# 1. Install and load the necessary packages
All the packages needed from crawling to sentiment analysis can be found on this section

In [1]:
import pandas as pd
import matplotlib
import matplotlib.pyplot as plt
import numpy as np
import seaborn as sns
import json
from urllib.request import urlopen
from pandas.io.json import json_normalize
from google_play_scraper import app,Sort, reviews
from app_store_scraper import AppStore
from pprint import pprint
import urllib3
import xmltodict
import time
from textblob import TextBlob
import spacy 
import langid 
from nltk.classify.textcat import TextCat 
from sklearn.feature_extraction.text import CountVectorizer
from sklearn.feature_extraction import text 
from sklearn.decomposition import LatentDirichletAllocation

# 2. Load data
This step can be skipped if you're scraping directly the data on the same script

In [2]:
# Loading our previously scraped data
play_store_reviews = pd.read_csv('play_store_reviews.csv', index_col=False)
app_store_reviews = pd.read_csv('app_store_reviews.csv', index_col=False)

# Add platform names to each review
app_store_reviews = app_store_reviews.assign(Platform='iOS')
play_store_reviews = play_store_reviews.assign(Platform='Android')

# Select the relevant columns
app_store_reviews = app_store_reviews[['App', 'Rating', 'Comment', 'Platform']]
play_store_reviews = play_store_reviews[['App', 'Rating', 'Comment', 'Platform']]

# Create final dataset combining reviews from App
names_ios = ['albo-reemplaza-a-tu-banco' ,'cuenca-alternativa-a-un-banco', 'klar','fondeadora-libérate-del-banco','hey-banco']
ids_playstore = ['mx.intelifin.android.albo','com.cuenca.cuenca_mobile','mx.klar.app','com.fondeadora.bank','com.banregio.hey']
names = ['albo','Cuenca', 'Klar', 'Fondeadora','hey']
for i in range(0,len(names_ios)):
    app_store_reviews['App'] = app_store_reviews['App'].str.replace(names_ios[i], names[i])
    play_store_reviews['App'] = play_store_reviews['App'].str.replace(ids_playstore[i], names[i])

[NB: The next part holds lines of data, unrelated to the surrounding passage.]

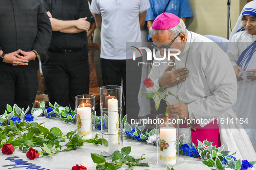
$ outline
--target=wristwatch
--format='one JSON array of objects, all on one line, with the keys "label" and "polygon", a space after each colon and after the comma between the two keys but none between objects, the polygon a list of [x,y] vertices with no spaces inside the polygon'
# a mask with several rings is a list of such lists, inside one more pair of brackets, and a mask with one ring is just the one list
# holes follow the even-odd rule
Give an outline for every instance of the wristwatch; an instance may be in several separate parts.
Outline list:
[{"label": "wristwatch", "polygon": [[0,62],[3,61],[3,57],[4,57],[5,55],[5,54],[4,53],[3,53],[2,55],[1,55],[0,56]]},{"label": "wristwatch", "polygon": [[[35,53],[35,54],[36,54],[36,58],[38,58],[38,53],[37,53],[37,51],[36,51],[36,50],[32,50],[32,51],[33,51],[34,53]],[[34,59],[34,60],[36,60],[36,58],[35,58]]]}]

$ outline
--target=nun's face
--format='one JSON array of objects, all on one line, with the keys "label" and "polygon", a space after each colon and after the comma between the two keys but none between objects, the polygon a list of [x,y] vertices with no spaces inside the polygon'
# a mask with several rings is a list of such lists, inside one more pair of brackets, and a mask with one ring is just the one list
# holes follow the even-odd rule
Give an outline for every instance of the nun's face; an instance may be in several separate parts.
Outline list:
[{"label": "nun's face", "polygon": [[248,34],[256,35],[256,18],[248,15],[244,15],[242,18],[242,23]]}]

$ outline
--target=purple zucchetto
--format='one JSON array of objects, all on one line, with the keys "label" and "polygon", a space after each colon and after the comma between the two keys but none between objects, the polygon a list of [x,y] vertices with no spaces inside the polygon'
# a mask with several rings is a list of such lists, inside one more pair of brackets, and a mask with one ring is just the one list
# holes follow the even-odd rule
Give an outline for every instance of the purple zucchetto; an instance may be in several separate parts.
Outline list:
[{"label": "purple zucchetto", "polygon": [[167,29],[177,26],[181,19],[171,13],[163,13],[156,18],[152,24],[154,29]]}]

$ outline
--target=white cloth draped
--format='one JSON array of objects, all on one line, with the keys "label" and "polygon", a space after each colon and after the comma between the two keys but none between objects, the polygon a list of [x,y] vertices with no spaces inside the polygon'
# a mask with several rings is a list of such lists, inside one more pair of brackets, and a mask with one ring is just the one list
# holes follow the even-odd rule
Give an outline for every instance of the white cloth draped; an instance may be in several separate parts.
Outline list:
[{"label": "white cloth draped", "polygon": [[[179,56],[181,61],[175,59],[175,63],[176,69],[185,67],[191,44],[186,66],[189,71],[189,76],[178,93],[179,100],[188,105],[189,117],[207,120],[209,118],[218,117],[219,120],[221,118],[237,118],[231,109],[237,99],[236,78],[227,55],[209,39],[192,32],[188,32],[185,48]],[[191,42],[188,42],[191,35]],[[162,57],[159,51],[156,57]],[[166,58],[162,62],[170,61]],[[152,67],[149,78],[158,87],[159,79],[167,66],[165,64]],[[178,85],[178,88],[181,84]],[[167,92],[170,91],[176,95],[177,87],[167,88]],[[171,95],[167,97],[167,100],[171,104],[178,103]],[[208,123],[212,121],[210,120]],[[236,157],[238,159],[256,160],[256,154],[242,126],[219,123],[221,144],[225,150],[231,151],[230,154],[237,151]],[[200,124],[202,127],[206,125],[201,122]]]}]

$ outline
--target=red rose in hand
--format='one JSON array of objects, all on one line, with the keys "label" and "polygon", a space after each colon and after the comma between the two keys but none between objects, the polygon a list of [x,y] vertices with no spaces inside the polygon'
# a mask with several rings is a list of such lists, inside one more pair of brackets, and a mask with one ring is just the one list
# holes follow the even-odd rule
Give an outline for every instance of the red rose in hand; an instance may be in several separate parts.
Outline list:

df_reviews = play_store_reviews.append(app_store_reviews,ignore_index=True)

# Keep only reviews with a meaningful lenght (15 characters)
df_reviews = df_reviews[df_reviews.Comment.str.len()>=15]
df_reviews['Comment'] = df_reviews['Comment'].str.normalize('NFKD').str.encode('ascii', errors='ignore').str.decode('utf-8')

In [3]:
df_reviews

Unnamed: 0,App,Rating,Comment,Platform
0,albo,1,Me desespera!! Tarda mucho en cargar! Cada que...,Android
1,albo,1,"Piensa dos veces antes de confiar en esta app,...",Android
2,albo,1,Al principio fue buena opcion incluso me plant...,Android
3,albo,1,No usen esta tarjeta!!! Despues de 2 semanas d...,Android
4,albo,1,que mal cada vez mas espacio ocupa y mucha act...,Android
...,...,...,...,...
43806,hey,5,"El sistema es buenisimo, sin tanto rollo, prim...",iOS
43807,hey,5,He tenido facil dos anos esta tarjeta funciona...,iOS
43808,hey,1,No me permite registrar mi INE estoy desde un ...,iOS
43809,hey,5,"Facil para usar, recibi mi tarjeta en 3 dias s...",iOS


### Classifying the comment languages.

In [4]:
# Get the language id for each review
ids_langid = df_reviews['Comment'].apply(langid.classify)

# Get just the language label
langs = ids_langid.apply(lambda tuple: tuple[0])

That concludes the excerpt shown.